A wide body of research has found that raising the minimum wage has a very small to zero effect on employment. If you accept this characterization of the research, then we can say that minimum wage increases in the range that the United States has seen in recent decades don’t decrease employment. The trouble, however, is taking that research and applying it to potential minimum wage increases that would be outside the range of previous hikes. For example, raising the current federal minimum wage from $7.25 to $15—more than doubling it—would be significantly larger than prior increases.
What metrics should we look at, then, to consider the strength and potential impact of the minimum wage? One approach is to look at the relative “bite” of the minimum wage by comparing it to the median wage. The ratio of the minimum wage to the median wage should show how far into the wage distribution the minimum wage is binding.
Equitable Growth’s Ben Zipperer and David Evans helpfully built an interactive map that shows the relative strength of the minimum wage across the 50 states from 1979 to 2013. If you play around with the map, you can see that the bite of the minimum wage has fallen considerably since the late ‘70s. At the national level, the minimum wage was 51 percent of the median in 1979, but fell to 39 percent by 2013. The highest bite in their data was in Arkansas—the state with the lowest median wage—in 1979, when the minimum wage was 67 percent of the median wage.
With this metric in mind, let’s do some back-of-the-envelope analysis comparing two popular proposals for the minimum wage: $12 and $15. Let’s also make two assumptions: First, the new minimum wage is phased in so that it isn’t in full effect until 2020. Secondly, the nominal median wage for the country and the states grows at 2.5 percent a year, the U.S. average from 2003 to 2013.
With those assumptions, a $12 minimum wage in 2020 would be 53 percent of the median wage. That’s a few percentage points above its national level in 1979 and very similar to what the bite was in 1968, when the U.S. minimum wage was at its highest point. Internationally, a $12 minimum in the US would be comparable to the current bite of Australia.
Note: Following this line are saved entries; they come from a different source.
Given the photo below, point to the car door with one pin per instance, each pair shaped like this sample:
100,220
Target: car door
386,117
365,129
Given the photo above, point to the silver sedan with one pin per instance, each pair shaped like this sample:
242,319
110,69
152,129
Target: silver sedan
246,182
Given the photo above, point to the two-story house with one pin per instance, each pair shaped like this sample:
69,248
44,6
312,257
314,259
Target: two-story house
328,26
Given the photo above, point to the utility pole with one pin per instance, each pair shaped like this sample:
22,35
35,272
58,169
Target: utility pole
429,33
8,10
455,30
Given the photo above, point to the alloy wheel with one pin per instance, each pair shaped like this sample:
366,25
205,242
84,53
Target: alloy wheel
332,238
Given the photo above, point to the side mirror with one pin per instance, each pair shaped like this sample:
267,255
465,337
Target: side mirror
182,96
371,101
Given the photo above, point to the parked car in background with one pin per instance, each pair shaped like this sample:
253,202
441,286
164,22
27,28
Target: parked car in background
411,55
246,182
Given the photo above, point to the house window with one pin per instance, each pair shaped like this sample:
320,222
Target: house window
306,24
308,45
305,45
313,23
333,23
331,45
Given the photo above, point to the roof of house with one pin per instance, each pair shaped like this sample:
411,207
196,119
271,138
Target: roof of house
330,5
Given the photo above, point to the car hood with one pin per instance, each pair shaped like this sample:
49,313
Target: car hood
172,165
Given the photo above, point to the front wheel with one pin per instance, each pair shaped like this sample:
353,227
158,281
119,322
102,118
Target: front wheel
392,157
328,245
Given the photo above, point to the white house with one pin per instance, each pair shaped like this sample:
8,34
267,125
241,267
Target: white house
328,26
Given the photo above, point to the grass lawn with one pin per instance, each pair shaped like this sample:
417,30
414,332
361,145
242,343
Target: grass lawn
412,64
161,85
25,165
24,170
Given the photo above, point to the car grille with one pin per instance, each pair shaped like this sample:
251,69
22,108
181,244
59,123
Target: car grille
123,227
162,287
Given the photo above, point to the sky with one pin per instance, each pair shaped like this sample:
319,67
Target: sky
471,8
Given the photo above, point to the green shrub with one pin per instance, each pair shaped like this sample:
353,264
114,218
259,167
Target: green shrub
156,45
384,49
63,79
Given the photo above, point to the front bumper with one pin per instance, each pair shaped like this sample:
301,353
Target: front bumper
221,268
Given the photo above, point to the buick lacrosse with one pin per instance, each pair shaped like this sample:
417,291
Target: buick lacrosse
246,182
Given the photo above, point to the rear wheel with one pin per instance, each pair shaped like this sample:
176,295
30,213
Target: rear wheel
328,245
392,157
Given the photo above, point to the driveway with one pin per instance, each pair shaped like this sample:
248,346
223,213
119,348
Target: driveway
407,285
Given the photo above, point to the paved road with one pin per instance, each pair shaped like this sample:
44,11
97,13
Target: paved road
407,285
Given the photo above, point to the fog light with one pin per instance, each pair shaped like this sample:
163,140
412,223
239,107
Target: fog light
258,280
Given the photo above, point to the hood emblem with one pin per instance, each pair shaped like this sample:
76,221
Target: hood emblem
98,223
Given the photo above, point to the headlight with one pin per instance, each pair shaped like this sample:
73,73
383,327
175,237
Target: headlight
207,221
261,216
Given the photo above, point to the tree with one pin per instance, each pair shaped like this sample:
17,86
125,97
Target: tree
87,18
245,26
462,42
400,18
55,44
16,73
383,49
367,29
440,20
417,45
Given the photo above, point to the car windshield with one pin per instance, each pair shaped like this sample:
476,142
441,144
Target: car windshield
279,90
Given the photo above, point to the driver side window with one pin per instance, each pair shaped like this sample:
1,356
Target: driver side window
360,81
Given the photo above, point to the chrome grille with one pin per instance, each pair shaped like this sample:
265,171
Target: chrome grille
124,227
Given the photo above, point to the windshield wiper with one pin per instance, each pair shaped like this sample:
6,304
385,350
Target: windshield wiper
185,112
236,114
Arkansas would see the bite of its median wage rise to 63 percent, below its peak back in 1979.
A $15 minimum wage would have a much stronger bite, with the ratio of the minimum wage to the median wage rising to 66 percent. That would give the U.S. economy a stronger minimum wage than France, which currently has one of the highest minimum wages among the Organisation for Economic Co-operation and Development nations.
It’s worth repeating that these numbers are from a back-of-the-envelope calculation, and are sensitive to assumptions about nominal wage growth. But it’s important to take a look at historical and comparative data when the research is uncertain.